While St Mirren were the more adventurous of the two sides, creating frequent and better chances, Hearts made a decent spectacle of it, which hasn’t always been the case this season. By hanging in there when the going got tough – albeit with plenty of help from their goalkeeper Marian Kello, Paulo Sergio’s team did more than many of us would do for an employer who had withheld wages without explanation.

Whether it was professional pride, or a desire to win themselves a move elsewhere, the Hearts team appeared to be committed enough, but Sergio will know better than to take their morale for granted. By belatedly paying the wages of their senior players at the end of last week, the club can hardly claim to have drawn a line under the issue. Who could blame the players were they to bear a grudge against their eccentric owner, Vladimir Romanov? And how likely are they to receive their next pay packet, due on 16 November?

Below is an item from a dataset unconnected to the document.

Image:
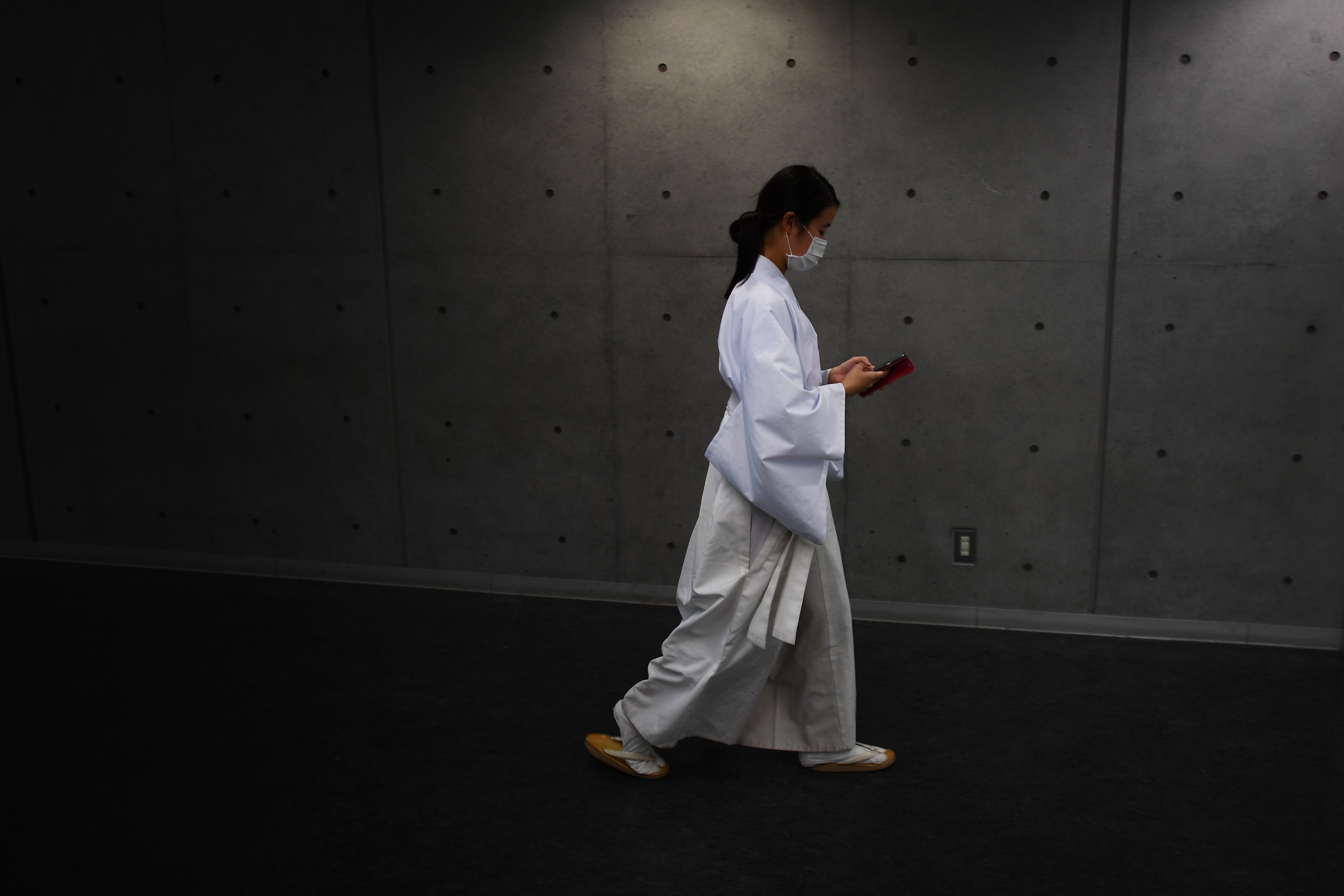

With Romanov banning his staff from talking to the media, the questions remain unanswered, but others were happy to fill the void with a vote of sympathy. Marc McAusland, the St Mirren defender, said that he felt sorry for his fellow professionals. “It’s obviously been really difficult for them. I’ve never had the experience of not getting my wages on time, but you definitely feel for players like that with families, mortgages and stuff. You don’t know how they’ll be able to cope. I’m glad to see they got some money paid. Hopefully they’ll be able to sort it out.”

While they rode their luck in the first half, Hearts upped their game in the second, and despite the absence of the suspended Ian Black and Danny Grainger, might even have snatched all three points. Eggert Jonsson headed straight at the goalkeeper after a cross by Mehdi Taouil. And when Jim Goodwin surrendered possession to David Obua, David Templeton tested Craig Samson with a swift turn and shot. But the biggest let-off for St Mirren came when Obua’s dipping volley beat the goalkeeper, only to come back off the post and roll across the face of goal.

A win would have been more than they merited, but the performance was enough to impress the St Mirren manager, Danny Lennon. “I’ve got to give Hearts a great deal of credit for what they brought to the game,” he said. “It’s been a very, very difficult and emotional week for them and I just hope everything behind the scenes is sorted out because they are a very good side. I feel for the individuals having to go out there. Anybody, regardless of what job you do, whether you are a top football player or a cleaner, deserves their wages at the end of the week. Full stop.”

These were generous remarks by a manager who knows that his team shaded it. In the first half particularly, their sweeping moves, usually down the left, deserved reward. When Gary Teale outpaced Andy Webster and squared to David Van Zanten, the full-back’s shot was fumbled away by Kello. Then Paul McGowan’s poked effort was palmed away after a neat one-two with Jereon Tesselaar. Graham Carey also tested the Hearts goalkeeper from long range.

Carey has quite a left foot on him, but it was one of his less accurate efforts that produced St Mirren’s nearest thing to a goal. His powerful shot appeared to be heading for the corner flag when Steven Thompson, in a zany attempt to fling himself at it, somehow pranged the ball against the woodwork. Then, when Nigel Hasselbaink’s flashing shot seemed destined for the net, Kello spiralled upwards to produce the save of the match with an instinctive touch over the top.

While a little disappointed by their failure to score, Lennon was encouraged by the continued progress of his side, in defence as well as attack. This was their second consecutive clean sheet, their sixth in 13 league games this season. It is a strength that has gone largely unnoticed amid all the talk about their passing principles.

McAusland attributes it partly to their goalkeeper, but also to his developing partnership in the middle with Lee Mair, a friend of his off the pitch. “All the boys are quite pally at this club,” he said. “It definitely helps.” For fifth-placed Hearts, just two points ahead of St Mirren, that team spirit is not so easily achieved.